Een aantal slaaptips Vermijd cafeïne, alcohol, nicotine en andere middelen die je slaap verstoren (koffie, thee, chocola, cola, maar ook cafeïnehoudende pijnstillers) in de laatste 4-6 uur voor het slapen gaan. Toch graag iets drinken? Neem dan bijvoorbeeld een kamillethee. Voor een goede nachtrust is het belangrijk dat de slaapkamer stil, donker en koel is (rond de 18-19°C). Zorg ervoor dat er geen computers of werkgerelateerde zaken in de slaapkamer te vinden zijn.

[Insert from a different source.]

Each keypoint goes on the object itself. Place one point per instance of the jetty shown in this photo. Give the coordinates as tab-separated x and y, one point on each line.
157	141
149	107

Het is belangrijk dat we de slaapkamer associëren met slapen en niet met allerlei andere zaken. Probeer minimaal een uur voor het slapen alle elektronische media uit te schakelen. Het is bekend dat deze slaap negatief beïnvloeden. Het liefst dus ook geen TV op je slaapkamer. De verleiding is lastig te weerstaan anders. Gebruik dit uur om ontspannende activiteiten uit te voeren. Neem bijvoorbeeld een warme douche, lees een boek, of verdiep je eens in oefeningen die je kunnen helpen ontspannen. Douchen is beter dan in bad gaan, maar neem je graag een bad dan doe je dat het best minimaal negentig minuten voor bedtijd. Je lichaam zal namelijk snel opwarmen en moet de tijd krijgen af te koelen. In het uur voor het slapengaan daarom geen bad. Probeer een regelmatig eet en slaap-waak ritme aan te houden. Probeer daarbij bijvoorbeeld eens wat vaker fysiek actief te zijn in de buitenlucht. Naast de gunstige effecten van fysieke activiteit op slaap, draagt natuurlijk licht bij aan een gezonde slaap-waak cyclus. Vermijd grote gekruide maaltijden in de laatste uren voordat je naar bed gaat. Wanneer je honger hebt in de avond uren, beperk je dan tot een lichte snack, zoals bijvoorbeeld een cracker, beschuit of een rijstwafel.